Conceived initially between friends during a heated discussion at an
Aceh coffee shop, postgraduate student Burhanuddin Alkhairy, 26, told
the Guardian his friends started the Twitter hashtag as a way to get
their message across to the Australia PM.



“We regret the link the Australian prime minister made between
tsunami aid and the execution of the drug dealers, they are two very
different things,” Alkhairy said. “This is our moral protest to his
statement.”



The Acehnese, he said, were angry that Abbott would suggest that aid
pledged after the 2004 Boxing Day Tsunami – a disaster that killed more
than 170,000 people in their province alone – would be offered conditionally and retroactively.



Alkhairy says his group never intended to take to streets and
actually collect coins but the movement has inspired others to do just
that.







One Muslim Student Action Union group on Friday set up a post in a main street in the capital to collect donations.


“We are ready to return the funds, and we ask that the death penalty
continues to save the young generation of Aceh and Indonesia,” said
Aziz Darliz, a member of the student group.



Pictures on Twitter showed that collections continued in Banda Aceh
on Saturday with volunteers holding boxes with pictures of the
Australian flag stuck on the side asking motorists for donations.







“This movement needs to be serious,” said annoyed civil servant
Handayani, “It should not just be happening on social media but in real
life. We should collect the coins and send them to Abbott.”

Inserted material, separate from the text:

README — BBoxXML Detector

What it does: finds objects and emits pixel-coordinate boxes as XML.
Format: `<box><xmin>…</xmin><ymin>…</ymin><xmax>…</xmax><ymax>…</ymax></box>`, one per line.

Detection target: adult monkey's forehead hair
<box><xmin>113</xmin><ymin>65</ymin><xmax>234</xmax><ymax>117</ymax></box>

Australia’s foreign minister, Julie Bishop, has attempted to smooth
over any fallout from Abbott’s comments, but in Jakarta the remarks have
not been well received either. “Threats are not part of diplomatic
language,” was the spiky reply from the foreign ministry earlier this
week.



“We do not respond to statements that are emotional, by nature
threatening. No,” the Indonesian foreign minister, Retno Marsudi, told
reporters at the presidential palace on Friday.



Indonesia has been forced to justify its use of the death penalty,
arguing that capital punishment is in line with international law and is
necessary to counter the country’s purported “drug emergency”.



Sentenced to death for their role in the Bali Nine
heroin trafficking ring, Chan and Sukumaran are next in line to be shot
dead by an Indonesian firing squad. The executions were postponed last
week, but officials have stressed the delay is only temporary.



Indonesia’s president, Joko Widodo, said on Friday the executions
were delayed for technical reasons only, while the attorney general has
emphasised that “nothing whatsoever” will prevent them from going ahead.